Повстанцы явились вершить справедливость по воле монарха. И этого вполне достаточно, а уж как и что они станут делать, никак в обязанность охранников не входило. Мало ли существует дикарских обычаев в стране англов, не говоря уже об иных народах, чьи послы регулярно посещают дворец? Задача проста: стой и не шевелись, как будто тебя здесь нет.
Вот они и стояли…
Архиепископа Седбери нашли молящимся перед иконой святого Олбанса, изображенного без головы. Точнее — без головы на плечах, поскольку святитель-великомученик держал ее в руках вместе с Евангелием.
Встав за спиной коленопреклоненного примаса, Фарингдон и олдермен Хорн дали ему закончить молитву.
Потом Хорн сказал:
— Симон Седбери, ты арестован именем короля как государственный изменник.

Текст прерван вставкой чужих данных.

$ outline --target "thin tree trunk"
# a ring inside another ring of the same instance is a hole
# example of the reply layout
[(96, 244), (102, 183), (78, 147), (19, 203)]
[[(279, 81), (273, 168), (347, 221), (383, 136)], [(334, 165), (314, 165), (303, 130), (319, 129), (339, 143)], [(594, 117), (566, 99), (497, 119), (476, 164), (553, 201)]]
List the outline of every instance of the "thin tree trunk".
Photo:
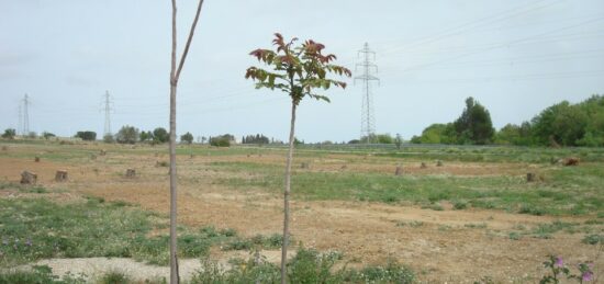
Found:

За краткий для внешнего окружения миг полной душевной сосредоточенности опальный пэр укрепил потрясенный дух.
— Вы поступаете незаконно, — вскинув заострившийся подбородок, он настолько резко тряхнул четками, что они с сухим щелканьем раскатились по мраморному полу капеллы. — Будучи князем римско-католической церкви, я неподсуден мирским властям.
— Тем не менее ты будешь казнен как изменник. — Томас Фарингдон кивком велел связать бывшего канцлера.
— Образумьтесь, несчастные! — оттолкнув конвоиров, Седбери простер руку к алтарю, где стояло распятие и по три высоких свечи в обе стороны от него. — В случае моей смерти Англии грозит интердикт. Вы не сможете хоронить своих мертвых и крестить своих младенцев; таинства исповеди и святого причастия будут закрыты для вас, никто не сможет отпустить вам…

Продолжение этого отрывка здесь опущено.